Lucas Torreira mungkin cuma memiliki tinggi 168 sentimeter. Seukuran Lionel Messi, tapi menempati posisi yang jauh lebih bertahan. Jika di klub top six lain kita bisa melihat gelandang bertahan dengan ukuran “raksasa” semacam Nemanja Matic, Fernandinho, Eric Dier, atau Fabinho, kita cuma melihat satu sosok mungil sebagai pengawal lini tengah Arsenal musim ini. Namun, ukuran mungil tak mencegahnya dianggap sebagai penemu kembali peran yang dulu pernah diemban Roy Keane dan Patrick Vieira.
Perkembangan pemain asal Uruguay di sepak bola Eropa dimulai di Italia. Ia pindah dari Uruguay ke Pescara sejak remaja. Ia jadi pilihan utama Pescara di Serie B pada musim 2015/16. Lalu, ia mulai memperkuat Sampdoria.
Bersama Il Samp, ia bermain reguler dalam dua musim beruntun. Ia juga menjadi pemain penting dengan mencetak beberapa gol di momen krusial. Salah satunya ialah ke gawang Juventus dalam kemenangan 3-2 Sampdoria pada 2017/18.
Berkat konsistensi di Sampdoria, ia dipanggil timnas Uruguay ke Piala Dunia 2018. Di turnamen tersebut, ia awalnya bukan pilihan utama. Ia baru dimainkan di laga ketiga fase grup saat Uruguay sudah dipastikan lolos.
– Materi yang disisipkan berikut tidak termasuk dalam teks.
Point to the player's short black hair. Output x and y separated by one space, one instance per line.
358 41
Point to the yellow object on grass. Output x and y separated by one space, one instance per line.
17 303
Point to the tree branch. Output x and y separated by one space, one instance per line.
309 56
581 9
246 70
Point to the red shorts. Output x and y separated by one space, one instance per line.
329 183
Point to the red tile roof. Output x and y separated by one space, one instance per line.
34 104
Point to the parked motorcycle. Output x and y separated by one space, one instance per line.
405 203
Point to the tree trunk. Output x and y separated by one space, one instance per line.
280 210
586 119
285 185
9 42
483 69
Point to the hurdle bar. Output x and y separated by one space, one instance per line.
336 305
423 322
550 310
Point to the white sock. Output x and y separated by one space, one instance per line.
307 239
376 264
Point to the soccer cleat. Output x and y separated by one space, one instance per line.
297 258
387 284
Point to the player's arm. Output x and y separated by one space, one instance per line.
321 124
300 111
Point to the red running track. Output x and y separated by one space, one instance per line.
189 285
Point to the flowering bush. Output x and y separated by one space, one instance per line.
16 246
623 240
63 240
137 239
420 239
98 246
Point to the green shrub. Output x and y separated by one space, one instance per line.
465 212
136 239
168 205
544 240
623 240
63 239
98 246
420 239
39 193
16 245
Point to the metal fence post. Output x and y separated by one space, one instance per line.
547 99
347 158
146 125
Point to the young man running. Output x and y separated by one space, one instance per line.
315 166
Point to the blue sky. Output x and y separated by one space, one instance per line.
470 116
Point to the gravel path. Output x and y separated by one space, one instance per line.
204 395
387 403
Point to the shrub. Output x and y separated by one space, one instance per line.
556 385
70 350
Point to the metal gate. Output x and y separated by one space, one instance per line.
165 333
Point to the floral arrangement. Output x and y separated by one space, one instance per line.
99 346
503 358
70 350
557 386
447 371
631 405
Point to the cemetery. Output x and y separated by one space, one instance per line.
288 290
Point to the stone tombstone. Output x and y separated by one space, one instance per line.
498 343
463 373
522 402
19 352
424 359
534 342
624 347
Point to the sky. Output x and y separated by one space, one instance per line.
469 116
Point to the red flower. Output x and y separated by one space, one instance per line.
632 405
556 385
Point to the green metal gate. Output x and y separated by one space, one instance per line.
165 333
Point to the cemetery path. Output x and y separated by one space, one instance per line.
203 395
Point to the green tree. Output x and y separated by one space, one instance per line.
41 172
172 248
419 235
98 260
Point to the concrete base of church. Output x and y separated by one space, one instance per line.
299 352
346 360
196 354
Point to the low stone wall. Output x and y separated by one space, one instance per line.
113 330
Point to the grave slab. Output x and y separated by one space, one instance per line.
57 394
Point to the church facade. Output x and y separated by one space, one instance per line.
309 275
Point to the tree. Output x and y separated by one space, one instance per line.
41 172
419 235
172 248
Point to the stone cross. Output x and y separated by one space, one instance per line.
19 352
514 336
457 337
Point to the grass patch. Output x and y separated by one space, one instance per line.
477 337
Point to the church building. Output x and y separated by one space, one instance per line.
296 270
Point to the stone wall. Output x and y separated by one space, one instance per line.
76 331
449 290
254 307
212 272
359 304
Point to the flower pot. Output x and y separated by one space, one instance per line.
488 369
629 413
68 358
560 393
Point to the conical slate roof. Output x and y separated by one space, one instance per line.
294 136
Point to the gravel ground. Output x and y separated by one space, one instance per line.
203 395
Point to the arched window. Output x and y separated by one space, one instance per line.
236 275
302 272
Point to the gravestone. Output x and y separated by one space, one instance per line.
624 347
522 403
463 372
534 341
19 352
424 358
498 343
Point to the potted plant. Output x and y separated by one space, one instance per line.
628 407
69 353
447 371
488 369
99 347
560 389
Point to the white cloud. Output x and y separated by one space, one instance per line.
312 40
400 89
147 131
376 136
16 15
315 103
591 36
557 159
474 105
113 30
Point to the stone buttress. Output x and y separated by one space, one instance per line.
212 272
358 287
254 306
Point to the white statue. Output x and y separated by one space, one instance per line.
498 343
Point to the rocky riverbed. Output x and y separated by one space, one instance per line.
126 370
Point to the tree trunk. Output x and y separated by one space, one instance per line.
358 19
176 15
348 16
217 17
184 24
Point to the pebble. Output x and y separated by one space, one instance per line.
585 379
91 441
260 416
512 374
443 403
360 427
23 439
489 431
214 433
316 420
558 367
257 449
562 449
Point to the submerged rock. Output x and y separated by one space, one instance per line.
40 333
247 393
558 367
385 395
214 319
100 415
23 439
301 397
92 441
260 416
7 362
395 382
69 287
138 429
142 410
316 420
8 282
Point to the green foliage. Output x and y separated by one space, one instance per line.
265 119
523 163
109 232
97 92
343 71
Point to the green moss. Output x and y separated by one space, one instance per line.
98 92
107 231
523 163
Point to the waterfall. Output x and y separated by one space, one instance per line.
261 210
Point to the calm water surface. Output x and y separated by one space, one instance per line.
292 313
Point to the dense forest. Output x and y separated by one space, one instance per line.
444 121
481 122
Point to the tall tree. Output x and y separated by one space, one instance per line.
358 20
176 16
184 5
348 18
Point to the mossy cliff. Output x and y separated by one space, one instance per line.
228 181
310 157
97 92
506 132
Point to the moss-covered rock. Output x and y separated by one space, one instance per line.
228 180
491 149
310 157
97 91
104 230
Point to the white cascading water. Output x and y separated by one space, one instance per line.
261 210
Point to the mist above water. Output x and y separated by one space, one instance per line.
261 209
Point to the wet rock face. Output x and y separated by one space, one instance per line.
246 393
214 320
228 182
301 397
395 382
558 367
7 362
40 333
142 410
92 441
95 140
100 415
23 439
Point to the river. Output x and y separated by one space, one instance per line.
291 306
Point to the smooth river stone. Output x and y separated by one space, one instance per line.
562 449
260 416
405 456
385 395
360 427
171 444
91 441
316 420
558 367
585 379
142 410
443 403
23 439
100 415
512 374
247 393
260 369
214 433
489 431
Ia tampil cukup beringas. Dia menjadi basis permainan tim. Karenanya, ia tetap jadi pilihan utama dalam laga 16 besar, melawan Portugal, melawan Cristiano Ronaldo. Berhadapan dengan pemain terbaik dunia tak membuatnya ciut. Ia menyapu semua bola. Dalam suatu kesempatan, ia bahkan menyapu bola dari kaki Ronaldo menggunakan kepala. Ia juga menjatuhkan Ronaldo dalam suatu body-charge.
Bahkan, ada sebuah candaan. Cristiano Ronaldo mau pindah ke Juventus karena tahu Torreira tak lagi bermain di Serie A.
Performa model beringas seperti itu yang membuatnya dicintai tim. Dalam istilah lokal Uruguay, Torreira merupakan ejawantah sempurna dari frasa Garra Charrua. Torreira mengartikan istilah tersebut dengan “memberikan segalanya dari apa yang kita punya, demi sepak bola, demi negara, dan demi orang-orang yang kita wakili”.
Tentu saja, bila publik Serie A lebih akrab dengan sebutan si Badak bagi Gennaro Gattuso, julukan tersebut bisa juga disematkan ke Torreira.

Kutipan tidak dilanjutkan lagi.